James and I have been married for six years now. Even before we’d tied the knot, I came down for the long Thanksgiving weekend as “the girlfriend” to see his folks and meet his family. I remember the moment, a year later, after James had proposed to me and I had a ring on my finger, when his sister threw her arms around me and whispered, “My sister!” It was one of those first moments that hinted that my heart was finding a place here to rest.
Becoming part of The Stephens Clan has been a process for me. I’ve had a bad attitude at times. I’ve made valiant efforts to contribute at others. I’ve lamented the far distances that separate most of us, making year-long relationships very challenging.
This year, I hit a shining milestone toward my membership in The Clan. Once again, like the hug from James’ sister that touched my heart and sealed itself forever in time, this moment had to do with the siblings.

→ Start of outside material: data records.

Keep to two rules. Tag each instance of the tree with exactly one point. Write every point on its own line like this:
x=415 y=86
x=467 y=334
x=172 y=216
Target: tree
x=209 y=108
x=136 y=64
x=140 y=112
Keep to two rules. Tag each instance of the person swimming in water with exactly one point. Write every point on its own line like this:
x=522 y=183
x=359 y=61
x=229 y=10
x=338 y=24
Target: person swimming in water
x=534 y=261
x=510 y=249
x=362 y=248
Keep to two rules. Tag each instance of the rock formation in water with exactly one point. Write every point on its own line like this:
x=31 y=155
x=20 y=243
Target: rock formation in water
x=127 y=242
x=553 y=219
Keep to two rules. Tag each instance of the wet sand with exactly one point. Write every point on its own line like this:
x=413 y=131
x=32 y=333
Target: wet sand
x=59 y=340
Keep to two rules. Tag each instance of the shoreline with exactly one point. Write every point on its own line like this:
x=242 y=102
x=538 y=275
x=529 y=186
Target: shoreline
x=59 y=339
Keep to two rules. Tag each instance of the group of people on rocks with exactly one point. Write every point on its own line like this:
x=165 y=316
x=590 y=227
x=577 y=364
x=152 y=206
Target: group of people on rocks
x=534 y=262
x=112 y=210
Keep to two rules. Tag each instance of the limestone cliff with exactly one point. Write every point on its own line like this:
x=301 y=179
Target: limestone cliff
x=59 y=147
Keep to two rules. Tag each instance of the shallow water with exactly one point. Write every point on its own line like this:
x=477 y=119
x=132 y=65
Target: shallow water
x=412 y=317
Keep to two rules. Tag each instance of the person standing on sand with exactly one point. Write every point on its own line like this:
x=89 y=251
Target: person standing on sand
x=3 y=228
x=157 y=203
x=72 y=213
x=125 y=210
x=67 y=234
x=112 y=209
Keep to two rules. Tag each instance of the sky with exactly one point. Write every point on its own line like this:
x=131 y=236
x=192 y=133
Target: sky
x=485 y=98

We had an event to plan and we needed to do it by ourselves. James’ brother and sister and their spouses crammed together with James and me into a single bedroom of the house and, as we examined our schedules, we had a chance to share what was going on in our lives. We talked about what was important to us when we got together, and how we wanted to divide labor.
We were a team.
I was part of that team and I had as valid a voice as anyone else. As I placed a reservation and handed the phone to my brother-in-law to manage the billing info, there was a bonding that filled the room. I felt like an important cog in some big machine, something that would endure beyond myself. It would stretch out to the memories of my children. It would leave a legacy. It would knit me closer to these siblings from my husband’s clan.
This moment during event planning in which I realized that I belonged is my nugget of gratitude from this Thanksgiving that I’m bringing back with me.
What are you bringing back this year?